Trop, c'est trop ! (par RH)

Union européenne - Israël. Leur accord d'association fait l'objet d'une vaste campagne militante appelant à sa suspension.

L'impunité dont bénéficie Israël dans l'Union européenne a pris des proportions effarantes, raison pour laquelle une campagne vient d'être lancée pour la suspension de leur « Accord d’association » entré en vigueur en 2000. Les initiateurs en sont le Collectif « Trop, c'est trop !» et le Collectif national pour une paix juste et durable entre Palestiniens et Israéliens (52 associations). Elle est relayée par la Plateforme des ONG françaises pour la Palestine (40 organisations). Cette campagne répond aussi à l'appel de B’Tselem, association israélienne de défense des droits de l’homme, et du mouvement La Paix maintenant, qui luttent dans des conditions très difficiles pour les droits des Palestiniens. En Israël, ces deux organisations sont accusées de trahison et font l’objet d’une campagne de haine sans précédent, pour avoir témoigné le 14 octobre dernier devant le Conseil de Sécurité des Nations-Unies des conséquences de l’occupation et de l’extension ininterrompue des colonies.

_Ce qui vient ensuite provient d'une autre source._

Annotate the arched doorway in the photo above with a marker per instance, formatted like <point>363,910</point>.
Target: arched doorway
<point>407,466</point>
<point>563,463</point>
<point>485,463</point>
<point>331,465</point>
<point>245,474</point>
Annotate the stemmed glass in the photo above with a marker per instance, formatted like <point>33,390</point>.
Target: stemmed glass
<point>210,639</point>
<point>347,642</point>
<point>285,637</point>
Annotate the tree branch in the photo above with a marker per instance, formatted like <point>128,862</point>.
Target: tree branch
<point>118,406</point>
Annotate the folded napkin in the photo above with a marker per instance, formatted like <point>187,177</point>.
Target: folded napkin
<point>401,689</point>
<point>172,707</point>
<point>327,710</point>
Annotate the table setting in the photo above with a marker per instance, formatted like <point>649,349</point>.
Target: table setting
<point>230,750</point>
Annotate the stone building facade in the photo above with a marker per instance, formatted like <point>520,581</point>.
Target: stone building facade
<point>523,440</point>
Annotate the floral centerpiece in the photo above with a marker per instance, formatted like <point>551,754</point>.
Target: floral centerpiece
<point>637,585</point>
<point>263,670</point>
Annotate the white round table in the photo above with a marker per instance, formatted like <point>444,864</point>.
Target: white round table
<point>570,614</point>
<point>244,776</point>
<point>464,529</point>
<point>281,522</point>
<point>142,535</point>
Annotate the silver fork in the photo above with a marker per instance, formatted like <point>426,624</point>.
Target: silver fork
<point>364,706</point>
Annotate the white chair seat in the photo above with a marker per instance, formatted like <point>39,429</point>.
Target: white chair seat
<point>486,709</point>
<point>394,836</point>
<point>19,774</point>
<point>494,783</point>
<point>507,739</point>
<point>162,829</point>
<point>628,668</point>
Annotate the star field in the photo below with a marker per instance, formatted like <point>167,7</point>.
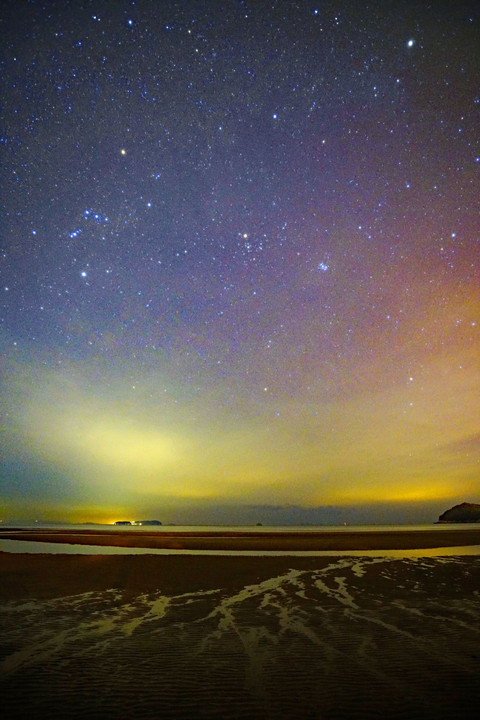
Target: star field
<point>240,258</point>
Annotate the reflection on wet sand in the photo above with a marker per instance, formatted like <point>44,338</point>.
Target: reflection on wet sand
<point>345,637</point>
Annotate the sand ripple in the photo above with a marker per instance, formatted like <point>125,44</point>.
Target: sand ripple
<point>356,638</point>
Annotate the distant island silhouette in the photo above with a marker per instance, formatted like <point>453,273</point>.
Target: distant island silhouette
<point>137,522</point>
<point>465,512</point>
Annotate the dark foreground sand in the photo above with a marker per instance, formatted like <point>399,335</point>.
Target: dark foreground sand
<point>169,636</point>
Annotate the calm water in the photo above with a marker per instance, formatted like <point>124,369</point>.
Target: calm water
<point>24,546</point>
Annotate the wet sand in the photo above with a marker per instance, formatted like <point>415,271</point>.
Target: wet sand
<point>257,541</point>
<point>182,636</point>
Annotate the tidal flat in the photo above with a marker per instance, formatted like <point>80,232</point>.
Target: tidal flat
<point>184,636</point>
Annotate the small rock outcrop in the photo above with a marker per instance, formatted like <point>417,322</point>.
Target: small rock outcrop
<point>465,512</point>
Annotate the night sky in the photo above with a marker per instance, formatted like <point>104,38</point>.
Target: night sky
<point>240,260</point>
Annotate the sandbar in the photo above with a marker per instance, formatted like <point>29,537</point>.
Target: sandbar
<point>257,541</point>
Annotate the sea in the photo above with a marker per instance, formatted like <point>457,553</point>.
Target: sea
<point>30,546</point>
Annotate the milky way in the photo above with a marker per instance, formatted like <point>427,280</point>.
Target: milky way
<point>240,259</point>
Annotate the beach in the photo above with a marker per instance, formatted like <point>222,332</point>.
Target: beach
<point>206,636</point>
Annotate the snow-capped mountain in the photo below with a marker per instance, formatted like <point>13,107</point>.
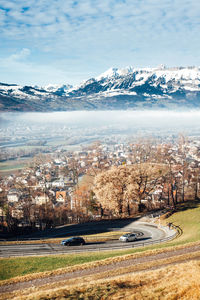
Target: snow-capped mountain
<point>130,87</point>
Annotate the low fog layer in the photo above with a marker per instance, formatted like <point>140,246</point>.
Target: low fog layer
<point>129,119</point>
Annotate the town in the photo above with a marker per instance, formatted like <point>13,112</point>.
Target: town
<point>62,187</point>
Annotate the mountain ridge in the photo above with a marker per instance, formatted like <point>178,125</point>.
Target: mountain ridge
<point>127,88</point>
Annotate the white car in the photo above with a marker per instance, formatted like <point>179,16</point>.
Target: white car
<point>128,237</point>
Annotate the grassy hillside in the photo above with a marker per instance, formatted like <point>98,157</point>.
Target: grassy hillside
<point>187,218</point>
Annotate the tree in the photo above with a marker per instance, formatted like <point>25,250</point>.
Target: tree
<point>119,188</point>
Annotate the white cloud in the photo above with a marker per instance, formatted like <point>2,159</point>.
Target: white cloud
<point>91,35</point>
<point>19,56</point>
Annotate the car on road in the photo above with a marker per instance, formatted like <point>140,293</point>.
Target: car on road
<point>128,237</point>
<point>74,241</point>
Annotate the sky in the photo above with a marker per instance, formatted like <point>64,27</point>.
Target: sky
<point>69,41</point>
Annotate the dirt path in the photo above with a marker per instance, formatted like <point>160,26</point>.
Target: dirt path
<point>111,267</point>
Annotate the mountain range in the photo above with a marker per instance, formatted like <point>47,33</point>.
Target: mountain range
<point>128,88</point>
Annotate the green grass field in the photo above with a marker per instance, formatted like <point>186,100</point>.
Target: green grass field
<point>187,218</point>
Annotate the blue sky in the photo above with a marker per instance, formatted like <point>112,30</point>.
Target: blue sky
<point>67,41</point>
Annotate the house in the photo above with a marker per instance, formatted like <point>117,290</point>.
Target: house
<point>13,196</point>
<point>41,199</point>
<point>61,196</point>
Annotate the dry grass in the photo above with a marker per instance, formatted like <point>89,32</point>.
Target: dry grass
<point>172,282</point>
<point>100,237</point>
<point>108,261</point>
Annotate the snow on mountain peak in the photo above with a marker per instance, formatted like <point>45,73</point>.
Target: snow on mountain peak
<point>115,72</point>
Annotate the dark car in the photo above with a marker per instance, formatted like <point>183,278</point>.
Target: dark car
<point>128,237</point>
<point>74,241</point>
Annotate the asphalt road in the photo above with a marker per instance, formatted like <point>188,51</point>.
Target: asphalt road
<point>146,234</point>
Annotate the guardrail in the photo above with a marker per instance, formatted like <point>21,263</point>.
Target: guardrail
<point>50,251</point>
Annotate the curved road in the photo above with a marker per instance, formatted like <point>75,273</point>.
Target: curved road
<point>147,234</point>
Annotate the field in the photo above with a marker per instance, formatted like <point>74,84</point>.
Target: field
<point>169,277</point>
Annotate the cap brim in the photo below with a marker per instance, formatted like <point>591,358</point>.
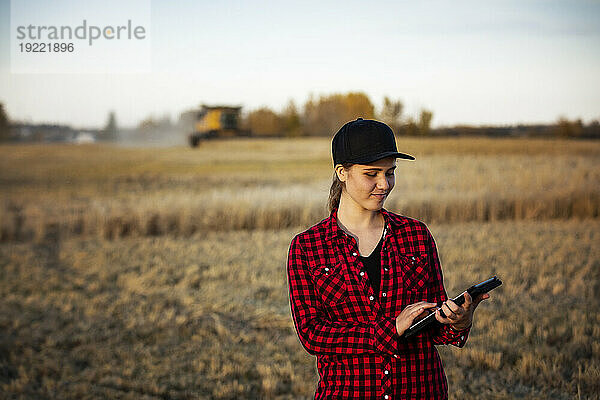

Préconiser la suspension de l'Accord d'association entre l'Union européenne et Israël fait partie du volet « sanction » de l'action Boycott, Désinvestissements, Sanctions (BDS), lancée en 2005 à la demande de 172 ONG palestiniennes. Cette campagne a conduit à la décision européenne d’imposer l'étiquetage des produits des colonies israéliennes dans les territoires palestiniens (voir ci-dessous). Mais une sanction comme celle initiée par les organisateurs de cette nouvelle campagne est tout autant, voire plus, redoutée par Israël car elle ternirait encore plus son image internationale et lui serait préjudiciable économiquement et politiquement. C'est le sens de l'appel adressé à la Commission européenne afin qu'elle « mette en œuvre une procédure de suspension de cet accord et qu’elle convoque d'urgence à cet effet le Conseil d'Association Union Européenne-Israël ». Cet appel peut être signé (se rendre sur le site de l'AFPS) par celles et ceux qui considèrent que « l’État d’Israël, dans sa politique de colonisation et d’annexion des territoires palestiniens, viole en toute impunité le droit international, le droit humanitaire, la 4ème convention de Genève, les nombreuses résolutions de l’ONU, et que ces atteintes répétées aux droits de l’Homme caractérisent une infraction majeure à l’article 2 de l’accord d’association entre l’Union Européenne et Israël ».

Produits israéliens

 

L’avis sur l’étiquetage des produits des colonies israéliennes vient de paraître dans le journal officiel du 24 novembre. Rappelant que « en vertu du droit international le plateau du Golan et la Cisjordanie, y compris Jérusalem Est, ne font pas partie d’Israël », cet avis fait obligation aux « opérateurs économiques » de ne pas s’en tenir à une simple mention géographique (produit originaire de Cisjordanie ou du Golan), mais « d’ajouter, entre parenthèses, l’expression « colonie israélienne » ou des termes équivalents ».